Officials of Soninkara Dambeh Association, an association comprising Gambian Sarahullehs who walked into The Point’s office yesterday denied reports suggesting that Mr. Tambedou was a ‘gambana’, a Sarahulleh term for slave and thus he should leave the village.
The village alkalo, according to Mr. Jabbi, had on several occasions warned Tambedou to desist from leading separate prayers during feasts. “In fact, during the past ‘koriteh’ prayers, Tambedou led separate prayers and he was advised to desist from such. Surprisingly, he also decided to lead prayers during the ‘tobaski’.”
After leading tobaski prayers separately, he added, the village alkalo summoned him. “He refused to answer to the alkalo’s call despite a delegation being sent to him by the alkalo. Therefore, as a result of his refusal to answer to the alkalo’s summon plus leading a separate prayers, he was fined to pay D20, 000. Again, his fine had nothing to do with caste issues.”
He added: “Tambedou later went to Fatoto Police Station and reported the matter, but he failed to explain to the police how the matter occurred. He told the police that the people of Garawol asked him to leave the village after he led a separate tobaski prayer.”
Almameh Jabbi further claimed that Tambedou also later went and reported the matter to the Police Commissioner in Basse.
“We were both invited to Basse and the service chiefs in the region asked us to maintain peace in the village. However, we equally made it clear that Tambedou was never banished.”
Sulayman Hydara, president of Soninkara Dambeh Association, equally denied reports that Tambedou was asked to leave the village.

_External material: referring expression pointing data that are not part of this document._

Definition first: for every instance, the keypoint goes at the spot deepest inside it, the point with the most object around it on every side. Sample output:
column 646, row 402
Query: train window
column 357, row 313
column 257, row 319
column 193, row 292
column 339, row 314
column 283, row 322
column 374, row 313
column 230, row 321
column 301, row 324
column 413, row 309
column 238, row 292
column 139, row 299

According to him, such reports are false and are intended to bring misunderstands within the Sarahulleh communities.
“In fact, there’s no slave and noble issues within the Sarahulleh communities. However, we have a culture and tradition which need to be respected but this is not about the caste system. But there are certain people within our societies who bent on insulting our elders and such will not be accepted.”
“We want the government to mediate and resolve such kinds of issues or else we will do something about it. We are equally urging the police to always act accordingly especially in mediating between two parties.”
Muhammed Sanneh Gumaneh said: “There are no slave issues within our areas but there are people who are out to destroy our culture and tradition which is unacceptable. In fact, some on daily basis are out and insulting our elders and we can’t tolerate it anymore.”